Final answer:
The surface area generated by rotating the curve x = 6t² and y = 4t³ about the y-axis is found by expressing x as a function of y and using the surface of revolution formula, integrating the expression with respect to y between the limits of 0 and 4(5)³.
Step-by-step explanation:
To find the surface area generated by rotating the curve x = 6t², y = 4t³ about the y-axis for 0 ≤ t ≤ 5, we can use the formula for the surface area of a surface of revolution. The formula for a surface rotating around the y-axis is given by:
S = 2π ∫ x ∙ √(1 + (dx/dy)²) dy
First, we need to express x as a function of y. Since y = 4t³, we can solve for t to get t = √[√(y/4)]. Substituting this into x = 6t², we have x = 6(√[√(y/4)])², which simplifies to x = 6y²/16.

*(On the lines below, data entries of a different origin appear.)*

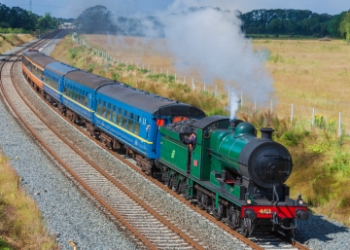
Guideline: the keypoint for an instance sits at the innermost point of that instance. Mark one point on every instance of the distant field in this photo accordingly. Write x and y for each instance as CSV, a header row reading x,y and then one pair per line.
x,y
307,73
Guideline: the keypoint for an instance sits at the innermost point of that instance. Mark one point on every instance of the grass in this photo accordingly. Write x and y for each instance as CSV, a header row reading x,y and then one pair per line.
x,y
21,224
158,83
307,73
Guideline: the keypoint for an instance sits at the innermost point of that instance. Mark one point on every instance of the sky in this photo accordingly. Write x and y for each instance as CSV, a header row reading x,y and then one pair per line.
x,y
72,8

To find dx/dy, we differentiate x with respect to y: dx/dy = ½(6/16)y⁻½.
Substituting x and dx/dy into the surface area formula, we get:
S = 2π ∫ (6y²/16) ∙ √(1 + (3/16)²y⁻’) dy, evaluated from y = 0 to y = 4(5)³ since t ranges from 0 to 5.
Now, we integrate this expression over the given limits to find the exact surface area. The integration involves using proper integral calculus techniques to evaluate the integral.